Dass Apple seine Umsätze so vehement und verbissen verteidigt, dass man sich sogar mit der EU anzulegen bereit ist, weist obendrein auf tieferliegende Probleme des Konzerns hin. Denn großartige Innovation von Apple ist seit Steve Jobs' Tod eher die Ausnahme als die Regel. Nachfolger Tim Cook galt von Anfang an als eher dröger Ersatz mit dem Charme und Esprit einer Flasche Holzleim. Die iPhone-Umsätze des Konzerns erreichen zwar noch immer schwindelerregende Höhen, und Cook hat daran zweifelsohne einen hohen Anteil. Sie wachsen aber nicht mehr wesentlich, weil der Markt der Smartphones gesättigt ist. In Sachen KI, dem aktuell alles überstrahlenden Thema, ist Apple schlecht aufgestellt. Die letzte echte Innovation war die Apple Watch, Teil eines ebenfalls mittlerweile gesättigten Wearable-Marktes – und Apples AR-Brille versucht gerade erst, so richtig durchzustarten. Man will entsprechend lieber mit den Pfunden wuchern, die man hat. Das alles erinnert frappierend an einen anderen Konzern in früheren Jahren: Microsoft. Nach dem Ausscheiden von Bill Gates übernahm dort Steve Ballmer 2000 das Regiment und führte den Konzern zunächst in Form von Windows XP zu einem globalen Megaerfolg. Je länger Ballmers Herrschaft dauerte, desto träger und behäbiger wurde Microsoft allerdings. Zentrale Trends wie den Smartphone-Boom oder das aufkommende Cloud-Computing verschlief man. 2014, also nach 14 Jahren, war dann für Ballmer Schluss und Satya Nadella begann damit, Microsoft sukzessive neues Leben einzuhauchen. Azure etwa gäbe es in seiner heutigen Form ohne Nadella wohl so nicht.

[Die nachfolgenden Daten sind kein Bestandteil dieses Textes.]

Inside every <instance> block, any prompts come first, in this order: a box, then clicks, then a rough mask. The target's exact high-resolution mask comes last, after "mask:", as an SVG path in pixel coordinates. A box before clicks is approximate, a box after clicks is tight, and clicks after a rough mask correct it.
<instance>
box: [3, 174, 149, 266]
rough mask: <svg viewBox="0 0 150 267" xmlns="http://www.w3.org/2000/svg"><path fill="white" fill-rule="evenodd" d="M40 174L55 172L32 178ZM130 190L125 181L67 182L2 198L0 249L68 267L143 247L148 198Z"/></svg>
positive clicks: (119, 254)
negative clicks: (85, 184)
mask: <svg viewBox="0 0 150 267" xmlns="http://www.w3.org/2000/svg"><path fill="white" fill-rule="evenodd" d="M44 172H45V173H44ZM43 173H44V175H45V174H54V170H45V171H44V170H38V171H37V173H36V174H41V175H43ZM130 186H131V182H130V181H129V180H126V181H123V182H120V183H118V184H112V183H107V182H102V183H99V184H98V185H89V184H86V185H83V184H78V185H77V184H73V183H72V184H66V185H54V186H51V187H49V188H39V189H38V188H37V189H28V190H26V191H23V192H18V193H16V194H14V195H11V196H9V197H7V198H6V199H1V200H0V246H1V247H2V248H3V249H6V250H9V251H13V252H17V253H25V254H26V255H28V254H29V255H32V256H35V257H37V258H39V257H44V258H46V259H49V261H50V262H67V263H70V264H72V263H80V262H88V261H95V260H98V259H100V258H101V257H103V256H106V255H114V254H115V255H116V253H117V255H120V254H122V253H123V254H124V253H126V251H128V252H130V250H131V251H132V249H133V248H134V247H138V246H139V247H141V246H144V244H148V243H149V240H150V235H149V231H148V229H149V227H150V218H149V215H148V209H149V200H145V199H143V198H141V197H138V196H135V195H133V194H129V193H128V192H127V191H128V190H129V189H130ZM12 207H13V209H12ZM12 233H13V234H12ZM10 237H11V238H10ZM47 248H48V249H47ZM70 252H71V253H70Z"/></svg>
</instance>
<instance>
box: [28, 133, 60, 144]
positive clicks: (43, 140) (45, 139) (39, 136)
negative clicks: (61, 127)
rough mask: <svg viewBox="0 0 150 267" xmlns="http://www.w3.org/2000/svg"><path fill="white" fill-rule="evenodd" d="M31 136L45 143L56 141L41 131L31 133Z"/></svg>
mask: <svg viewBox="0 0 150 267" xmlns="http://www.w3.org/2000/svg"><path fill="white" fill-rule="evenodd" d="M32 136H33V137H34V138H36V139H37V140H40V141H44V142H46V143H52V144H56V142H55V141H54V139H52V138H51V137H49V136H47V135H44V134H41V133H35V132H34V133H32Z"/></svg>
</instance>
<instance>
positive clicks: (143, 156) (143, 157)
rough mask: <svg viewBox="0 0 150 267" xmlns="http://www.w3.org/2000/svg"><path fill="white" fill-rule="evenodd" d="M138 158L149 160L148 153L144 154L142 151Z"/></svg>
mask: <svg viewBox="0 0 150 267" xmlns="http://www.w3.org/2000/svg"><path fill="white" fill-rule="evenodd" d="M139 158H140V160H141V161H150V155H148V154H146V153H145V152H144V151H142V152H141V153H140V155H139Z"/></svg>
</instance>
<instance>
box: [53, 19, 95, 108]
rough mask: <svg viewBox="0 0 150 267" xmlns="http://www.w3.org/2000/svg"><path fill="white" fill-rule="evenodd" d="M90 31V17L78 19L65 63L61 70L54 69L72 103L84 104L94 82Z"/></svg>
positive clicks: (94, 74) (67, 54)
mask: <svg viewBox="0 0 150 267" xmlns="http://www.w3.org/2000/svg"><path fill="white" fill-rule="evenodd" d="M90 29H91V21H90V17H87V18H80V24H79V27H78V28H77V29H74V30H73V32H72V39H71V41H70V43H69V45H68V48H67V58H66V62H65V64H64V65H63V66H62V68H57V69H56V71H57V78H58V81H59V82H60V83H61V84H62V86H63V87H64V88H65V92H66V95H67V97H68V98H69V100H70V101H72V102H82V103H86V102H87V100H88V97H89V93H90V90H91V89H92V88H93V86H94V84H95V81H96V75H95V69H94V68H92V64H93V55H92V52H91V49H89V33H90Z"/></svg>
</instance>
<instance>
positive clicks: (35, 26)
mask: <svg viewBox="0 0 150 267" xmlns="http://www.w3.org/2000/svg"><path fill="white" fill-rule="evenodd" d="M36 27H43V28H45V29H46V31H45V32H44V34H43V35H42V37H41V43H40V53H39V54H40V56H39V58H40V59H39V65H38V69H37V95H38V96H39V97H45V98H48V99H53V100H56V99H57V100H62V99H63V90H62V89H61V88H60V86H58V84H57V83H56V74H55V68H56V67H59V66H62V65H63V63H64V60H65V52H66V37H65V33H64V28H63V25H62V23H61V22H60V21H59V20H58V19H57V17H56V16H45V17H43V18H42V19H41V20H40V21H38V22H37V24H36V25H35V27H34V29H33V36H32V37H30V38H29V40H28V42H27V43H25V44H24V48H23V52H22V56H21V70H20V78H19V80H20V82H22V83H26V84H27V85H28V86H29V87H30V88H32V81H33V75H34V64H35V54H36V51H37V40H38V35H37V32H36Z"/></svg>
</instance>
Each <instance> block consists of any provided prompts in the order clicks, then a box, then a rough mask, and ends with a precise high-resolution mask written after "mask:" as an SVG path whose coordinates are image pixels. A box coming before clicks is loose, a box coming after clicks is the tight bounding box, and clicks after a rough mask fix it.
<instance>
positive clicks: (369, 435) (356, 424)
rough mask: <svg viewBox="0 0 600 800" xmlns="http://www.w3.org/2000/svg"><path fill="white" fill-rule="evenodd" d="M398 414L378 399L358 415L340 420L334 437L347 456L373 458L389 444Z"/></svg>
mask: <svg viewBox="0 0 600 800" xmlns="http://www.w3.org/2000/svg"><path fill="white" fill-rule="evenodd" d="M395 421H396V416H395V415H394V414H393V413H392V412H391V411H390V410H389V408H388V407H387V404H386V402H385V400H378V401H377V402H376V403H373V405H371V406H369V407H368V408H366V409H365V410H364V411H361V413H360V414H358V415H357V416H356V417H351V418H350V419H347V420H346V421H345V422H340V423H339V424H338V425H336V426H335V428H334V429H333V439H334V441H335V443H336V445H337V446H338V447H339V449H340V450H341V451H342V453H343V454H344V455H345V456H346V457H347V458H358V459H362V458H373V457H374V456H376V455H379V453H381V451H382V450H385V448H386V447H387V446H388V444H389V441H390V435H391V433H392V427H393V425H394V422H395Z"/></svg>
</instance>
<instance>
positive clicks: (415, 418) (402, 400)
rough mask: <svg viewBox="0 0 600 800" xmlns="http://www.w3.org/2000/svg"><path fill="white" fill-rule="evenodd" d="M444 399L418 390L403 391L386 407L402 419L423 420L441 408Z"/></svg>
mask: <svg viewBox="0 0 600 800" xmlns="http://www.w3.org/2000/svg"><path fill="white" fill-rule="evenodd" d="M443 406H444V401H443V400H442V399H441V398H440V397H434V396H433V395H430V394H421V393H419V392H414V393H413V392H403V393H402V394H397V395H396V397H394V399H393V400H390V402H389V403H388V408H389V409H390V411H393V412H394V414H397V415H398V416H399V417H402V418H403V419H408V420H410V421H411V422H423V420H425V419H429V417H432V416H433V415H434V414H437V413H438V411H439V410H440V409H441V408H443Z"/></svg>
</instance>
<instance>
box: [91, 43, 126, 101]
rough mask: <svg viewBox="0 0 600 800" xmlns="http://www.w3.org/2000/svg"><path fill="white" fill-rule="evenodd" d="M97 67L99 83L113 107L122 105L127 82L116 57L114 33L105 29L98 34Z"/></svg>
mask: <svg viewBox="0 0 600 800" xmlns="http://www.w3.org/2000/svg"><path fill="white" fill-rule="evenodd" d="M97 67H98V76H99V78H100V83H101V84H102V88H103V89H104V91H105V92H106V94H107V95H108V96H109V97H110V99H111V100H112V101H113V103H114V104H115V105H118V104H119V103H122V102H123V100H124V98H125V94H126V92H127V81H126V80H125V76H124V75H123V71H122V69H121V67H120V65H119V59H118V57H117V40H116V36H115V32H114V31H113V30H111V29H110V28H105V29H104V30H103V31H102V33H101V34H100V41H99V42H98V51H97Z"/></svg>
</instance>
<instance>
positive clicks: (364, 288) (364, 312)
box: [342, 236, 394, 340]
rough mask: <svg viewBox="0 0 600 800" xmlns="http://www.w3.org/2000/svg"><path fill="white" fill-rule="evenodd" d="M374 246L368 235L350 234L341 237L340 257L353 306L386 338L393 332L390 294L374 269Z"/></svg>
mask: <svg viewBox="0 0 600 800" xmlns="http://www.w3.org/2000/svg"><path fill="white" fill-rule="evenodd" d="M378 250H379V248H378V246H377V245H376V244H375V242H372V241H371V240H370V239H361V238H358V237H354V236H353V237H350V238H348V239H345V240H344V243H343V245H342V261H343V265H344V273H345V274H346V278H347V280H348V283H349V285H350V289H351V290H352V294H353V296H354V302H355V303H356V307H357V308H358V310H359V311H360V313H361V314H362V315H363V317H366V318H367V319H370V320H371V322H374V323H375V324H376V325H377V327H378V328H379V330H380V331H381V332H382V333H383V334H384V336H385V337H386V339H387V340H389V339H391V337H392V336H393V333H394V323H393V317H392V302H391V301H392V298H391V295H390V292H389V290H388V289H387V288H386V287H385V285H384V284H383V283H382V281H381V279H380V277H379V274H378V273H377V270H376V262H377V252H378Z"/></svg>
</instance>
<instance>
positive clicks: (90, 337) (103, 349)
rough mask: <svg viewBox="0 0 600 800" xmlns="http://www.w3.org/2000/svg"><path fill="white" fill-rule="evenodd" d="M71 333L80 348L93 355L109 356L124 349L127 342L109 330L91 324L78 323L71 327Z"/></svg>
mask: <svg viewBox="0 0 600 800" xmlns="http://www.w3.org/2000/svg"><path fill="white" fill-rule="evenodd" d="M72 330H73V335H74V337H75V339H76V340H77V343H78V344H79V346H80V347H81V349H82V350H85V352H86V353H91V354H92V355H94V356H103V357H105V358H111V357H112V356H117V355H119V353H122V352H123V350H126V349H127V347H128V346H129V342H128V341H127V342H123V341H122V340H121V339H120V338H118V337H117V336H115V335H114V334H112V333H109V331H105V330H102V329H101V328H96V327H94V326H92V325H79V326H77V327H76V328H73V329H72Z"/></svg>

Tim Cook beginnt 2024 sein 14. Jahr als CEO von Apple. Er vollendet zudem sein 64. Lebensjahr und ist insofern auch kein ganz junger Hüpfer mehr. Noch sitzt er zwar fest im Sattel – in den Dimensionen, in denen Apple sich (vor allem finanziell) bewegt, kann sich das allerdings einigermaßen flott ändern. Apple täte gut daran, sich auf moderne Trends wie KI und andere Dinge zu fokussieren, statt mit Regulierern wie der EU Grabenkämpfe anzuzetteln. Vielleicht ist dafür frischer Wind nötig. Und wer weiß: Vielleicht beglückt Tim Cook die Welt bis dahin ja noch damit, schnaufend über irgendeine Bühne zu rennen und seine Liebe für die Entwickler kundzutun, die über diverse App Stores zum Erfolg der iOS-Plattform beitragen. Das ist zwar nicht sehr wahrscheinlich. Aber man wird ja wohl noch träumen dürfen.